After hard work of 36 hours, Pakistan Army Engineers Corps constructed a 2.4 kilometre embankment around the grid station due to which it remained safe and no power disruption occurred in Dadu.
People of the area have expressed gratitude to Pakistan Army for this timely action.
Earlier, Prime Minister Shehbaz Sharif on Sunday while taking a notice of the possible threat to a 500KV grid station in Dadu from the flood situation, had directed for utilization of all resources to protect the power grid. Upon PM’s directive, three excavators had been sent from Moro city.
Floods from record monsoon rains and glacial melt in the mountainous north have affected 33 million people and killed almost 1,400, washing away homes, roads, railways, livestock and crops, in damage estimated at $30 billion.
The electricity station in the district of Dadu in the southern province of Sindh, one of the country’s worst affected areas, supplies power to six provincial districts.
Troops were busy strengthening a dike built in front of the station, a visit to the site showed on Sunday.
“All preventive measures have been taken already to save the grid in case any flooding happens,” Syed Murtaza Ali Shah, a top district official, told media Monday.

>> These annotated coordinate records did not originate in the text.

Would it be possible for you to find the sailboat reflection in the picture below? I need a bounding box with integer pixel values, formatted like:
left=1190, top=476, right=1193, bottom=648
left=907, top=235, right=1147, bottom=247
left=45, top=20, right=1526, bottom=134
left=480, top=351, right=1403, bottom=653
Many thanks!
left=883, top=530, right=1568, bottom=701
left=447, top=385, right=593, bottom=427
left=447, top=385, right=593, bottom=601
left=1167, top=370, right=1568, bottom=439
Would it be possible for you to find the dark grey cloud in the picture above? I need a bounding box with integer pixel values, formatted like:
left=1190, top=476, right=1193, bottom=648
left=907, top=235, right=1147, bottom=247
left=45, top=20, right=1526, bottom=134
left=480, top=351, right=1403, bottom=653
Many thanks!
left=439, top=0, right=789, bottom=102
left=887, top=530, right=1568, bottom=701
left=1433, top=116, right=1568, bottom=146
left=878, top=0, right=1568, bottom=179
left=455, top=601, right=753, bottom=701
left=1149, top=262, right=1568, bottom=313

On Monday, a dust storm in nearby Sehwan town uprooted hundreds of tents pitched at roadsides by people made homeless by the floods, as a fresh spell of rains expected in the middle of the month begins to set in, officials said.
“If rains come where would we go – we are sitting under open sky, we don’t know what to eat, what to cook,” Muhammad Hasan, one of those impacted by the storm, told Reuters.
“All the tents got uprooted by strong winds, we do not know where to go. We are desperate.”
Meanwhile, a cut was made to Badani-Bhan road in Dadu’s Pir Shahnawaz tehsil on Monday as floodwaters from Manchhar Lake continued to wreak havoc in the district, with officials warning that more villages were facing a threat of inundation.
The assistant commissioner of Dadu told media that the cut was made to divert the waters into River Indus. “The cut will give way to the floodwaters to flow directly into the Indus Link Canal,” he said.
However, residents say that water was now inching toward more than 30 villages, forcing residents to move to safer locations. They also complained that the agricultural land spread over acres was flooded.
Separately, another village Mian Yaar Muhammad Kalhoro was submerged in floodwater. One of the major hospitals and schools in the village had been inundated, forcing inhabitants to relocate to far-off places.
Dadu Assistant Commissioner Shahnawaz Mirani, who is monitoring the situation, said that floodwater was now flowing towards Khudabad and Muradabad areas.